Capitalism creates unfree freedoms, as in, you are doomed to agree to what you have no other alternative but to choose. The workers must work for somebody. Workers don't have the resources to enter into the market on their own insofar as all they have is their labor power, which they loan to entrepreneurs in order for the creation of capital, but it has to monetary value until it creates capital and hence they can't just start their own company. A word for a system who forcibly take what people produce isn't theft, it's called capitalism. And before you say these people are working over what someone else provided in terms of resources, where do you think those resources came from? Someone else's labor.
tehom wrote:
Unless you are referring to some anarcho-capitalist ideology, Marxism promotes the ultimate centralization, how else are workers supposed to deal with capital without depending on some massive state? Of course government mixing with the free market is bad policy, I've stated this multiple times see my prior posts. As for weapons contractors and various other ventures of war profiteering, you're only reinforcing my point and there only able to reap such massive profits because they're subsidized by taxpayers. What part of this is fucking unnatural and a perversion of the markets do you not comprehend? It all ends up circle to circle especially with Marx albeit with a powerful centralized state you don't need government to muddy the waters, the state controlled economy ruins enough peoples lives of its own volition.
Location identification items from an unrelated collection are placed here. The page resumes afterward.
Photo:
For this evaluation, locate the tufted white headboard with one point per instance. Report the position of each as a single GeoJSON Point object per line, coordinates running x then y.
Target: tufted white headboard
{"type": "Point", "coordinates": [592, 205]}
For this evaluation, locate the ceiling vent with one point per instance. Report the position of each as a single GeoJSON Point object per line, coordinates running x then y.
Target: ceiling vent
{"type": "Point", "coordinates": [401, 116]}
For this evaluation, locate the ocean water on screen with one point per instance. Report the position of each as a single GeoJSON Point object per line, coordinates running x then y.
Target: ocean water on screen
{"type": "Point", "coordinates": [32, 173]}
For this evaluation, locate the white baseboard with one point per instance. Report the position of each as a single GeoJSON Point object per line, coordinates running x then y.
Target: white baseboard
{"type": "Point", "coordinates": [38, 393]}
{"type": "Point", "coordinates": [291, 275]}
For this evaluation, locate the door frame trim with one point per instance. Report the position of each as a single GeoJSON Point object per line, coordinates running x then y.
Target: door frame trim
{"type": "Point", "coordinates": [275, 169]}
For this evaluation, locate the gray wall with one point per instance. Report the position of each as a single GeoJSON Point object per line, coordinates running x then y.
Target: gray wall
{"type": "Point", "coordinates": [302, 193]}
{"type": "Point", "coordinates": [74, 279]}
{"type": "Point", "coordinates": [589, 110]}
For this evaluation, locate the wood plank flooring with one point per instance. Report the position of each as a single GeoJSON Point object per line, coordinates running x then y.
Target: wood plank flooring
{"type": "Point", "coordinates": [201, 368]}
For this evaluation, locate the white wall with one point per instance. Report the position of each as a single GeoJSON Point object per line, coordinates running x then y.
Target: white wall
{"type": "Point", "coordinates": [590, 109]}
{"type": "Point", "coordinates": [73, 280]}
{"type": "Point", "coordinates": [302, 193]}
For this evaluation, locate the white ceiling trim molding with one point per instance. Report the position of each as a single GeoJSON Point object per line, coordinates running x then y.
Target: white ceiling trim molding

Centralization is not a natural tendency of Capitalism, and if it does occur its once again caused by the collusion of state (since government fucks everything up) with corporations. Competition offsets monopolies unless you have state subsidies or weak state economies or a business environment that is depressed in terms of overall options for selection of services. Antitrust laws oh yeah, you mean those things that create state monopolies?

Centralization is the natural tendency of capitalism. Capitalists compete on the market, putting the other capitalists out of business. Vanderbilt, Morgan, Rockefeller, Gates, for that matter, are all capitalists who gained a monopoly by driving all other businesses out of business; they centralized the market. Where was competition to offset those monopolies?
I think you're silly to be trying to argue for the purity of the free market insofar as it is common parlance that no market has ever been truly free. I would argue that perversions in the market are the natural state of the market, but I'm sure you wouldn't like that.
And not really sure that you've ever read Marx, but he never calls for a massive state entity to run communism. "Workers acting in harmony with the metabolic climate of Nature", "from each according to their ability, to each according to their need", etc. But never "BRING ON THE MASSIVE FUCKIN STATE POWER". The nation-state is and always was, as a historical development following the collapse of feudalism, a mediator for capital, that brokers deals with capital and maintains the flow of capital and sometimes if the worker's push really hard, it can be used for their benefit. And before you say "but the dictatorship of the proletariat...", it's not about state power.